So disbanding this tracking practice is not practical, but we should get back on the right side of the track. We fell off when we started making decisions for users without their clear understanding of their own consent. That line should never have been crossed, blurred or hidden inside user agreements that were checked but never read. Our current approach to collecting user permission and insight used to create targeted ad solutions and content experiences lacks significant transparency, and is the reason why the spotlight is upon us in Washington D.C. We asked for and deserve this scrutiny.
The self-regulation guidelines I tried hard to follow in the trades seem like a well-negotiated band-aid; I think we should use this opportunity to operate instead. We can reinvent our medium right now to match the needs and interests of consumers -- and do so with an abundance of respect for their privacy, as opposed to the lack of it we demonstrate today.
Publishers can elevate their role of attention gatekeepers by inviting users to choose exactly which companies (including your own) to accept a cookie from. We can offer a "choose all" or "keep all" option so those wishing for their experience on your sites to remain exactly the same, can make that choice. But if a cookie is not actively chosen, it's not case closed. Then we deal with what is properly collected, and act and sell accordingly.
An obvious downside to this aboveboard approach would be the production of fewer targeted impressions to divide and conquer. This is not necessarily a bad thing, as CPMs would rise for these highly targeted avenues. But now let's look at what would happen with the ocean of impressions we would be left to sell that would have very little or no tracking devices in which to serve creative. How can this help our business of publishing online?
The magic word is creative. Currently we track users like pigeons to entice buyers to place their client's ads. Then buyers place their feet on their desks and a target on our backs, as they demand lower prices because the targeting we over-promised is under-delivering on performance goals we had no influence in setting. And what do we do next? We lower our CPMs and take on further responsibility to optimize campaigns, while buyers shift dollars from one site to another in the hopes of achieving greater success for their clients.
Our reliance on site-side targeting to drive sell-through of our inventory further induces this cost-per-action mentality that works against us. Targeting comes with a greater burden of responsibility for optimizing campaign performance while doing very little to induce creative optimization. Right now, we get various ad sizes to run -- but how many times do we run a campaign that has various ad messages? And sharing our insight on how to improve the client's creative so it connects better with our audience has become a taboo topic to bring up. Any mention of creative is answered with, "It's working on other sites, so why isn't it working on yours?"

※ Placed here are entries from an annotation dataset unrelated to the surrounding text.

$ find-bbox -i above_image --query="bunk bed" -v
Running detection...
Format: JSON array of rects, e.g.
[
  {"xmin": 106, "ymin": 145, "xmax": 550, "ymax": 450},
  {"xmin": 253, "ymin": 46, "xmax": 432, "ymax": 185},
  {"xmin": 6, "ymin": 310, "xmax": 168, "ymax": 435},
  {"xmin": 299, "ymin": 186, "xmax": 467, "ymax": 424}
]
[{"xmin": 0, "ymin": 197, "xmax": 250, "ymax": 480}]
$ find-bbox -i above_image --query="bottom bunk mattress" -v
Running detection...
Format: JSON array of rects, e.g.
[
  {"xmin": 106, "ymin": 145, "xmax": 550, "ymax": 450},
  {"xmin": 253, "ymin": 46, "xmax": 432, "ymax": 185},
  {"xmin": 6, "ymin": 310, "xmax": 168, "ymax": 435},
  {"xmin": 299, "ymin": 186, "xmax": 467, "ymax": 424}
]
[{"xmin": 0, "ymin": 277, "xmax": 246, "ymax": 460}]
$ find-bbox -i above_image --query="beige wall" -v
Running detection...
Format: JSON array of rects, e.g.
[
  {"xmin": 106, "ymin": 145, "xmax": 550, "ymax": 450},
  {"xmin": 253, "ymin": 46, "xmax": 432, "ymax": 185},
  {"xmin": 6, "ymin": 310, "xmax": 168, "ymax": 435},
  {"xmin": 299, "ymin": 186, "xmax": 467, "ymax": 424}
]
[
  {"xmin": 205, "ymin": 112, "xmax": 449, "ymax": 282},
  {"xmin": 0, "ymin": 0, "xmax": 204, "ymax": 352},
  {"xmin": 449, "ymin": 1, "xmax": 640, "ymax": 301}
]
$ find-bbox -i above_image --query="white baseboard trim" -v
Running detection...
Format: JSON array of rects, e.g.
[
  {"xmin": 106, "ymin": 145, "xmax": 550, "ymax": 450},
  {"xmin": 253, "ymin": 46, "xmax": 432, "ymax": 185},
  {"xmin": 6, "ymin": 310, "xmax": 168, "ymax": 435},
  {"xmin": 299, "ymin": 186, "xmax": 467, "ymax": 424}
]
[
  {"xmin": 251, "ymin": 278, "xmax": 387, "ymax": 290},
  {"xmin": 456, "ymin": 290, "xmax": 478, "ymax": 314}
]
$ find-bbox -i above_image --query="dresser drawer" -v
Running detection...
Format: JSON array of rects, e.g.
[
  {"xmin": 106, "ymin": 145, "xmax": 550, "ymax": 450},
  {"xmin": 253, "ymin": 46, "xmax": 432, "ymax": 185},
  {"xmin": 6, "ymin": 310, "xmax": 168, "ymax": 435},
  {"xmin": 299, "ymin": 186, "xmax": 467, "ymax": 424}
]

I would love to ask in return, "Why are you running the same ad on both Weather.com and Espn.com?" When you check the weather you feel one way; when you check up on your football team, you feel another. Why wouldn't advertisers want to creatively shape their message to match these distinctly different feelings? Because clients don't need to invest in creative optimization at the site level when we continue to sell them on the benefits that come from greater targeting, at prices that continue to plummet, while owning the lion's share of burden for performance.
If the total allotment of targeted impressions diminished because users said so, clients will continue to seek success but will be forced to lean more on creative performance for cookie-free impressions. This will lead to running multiple creative messages, a deeper appetite to understand the motives of visitors, and likely more willingness to creatively collaborate . All this gets closer to the end goal of greater and more credible integration, while shifting more responsibility for success where it belongs -- on the creative.
Giving users the option to choose their cookies versus asking them to understand how to erase them may appear to be a giant step backwards. But a step backwards can also be a step in the right direction -- if you have fallen off track.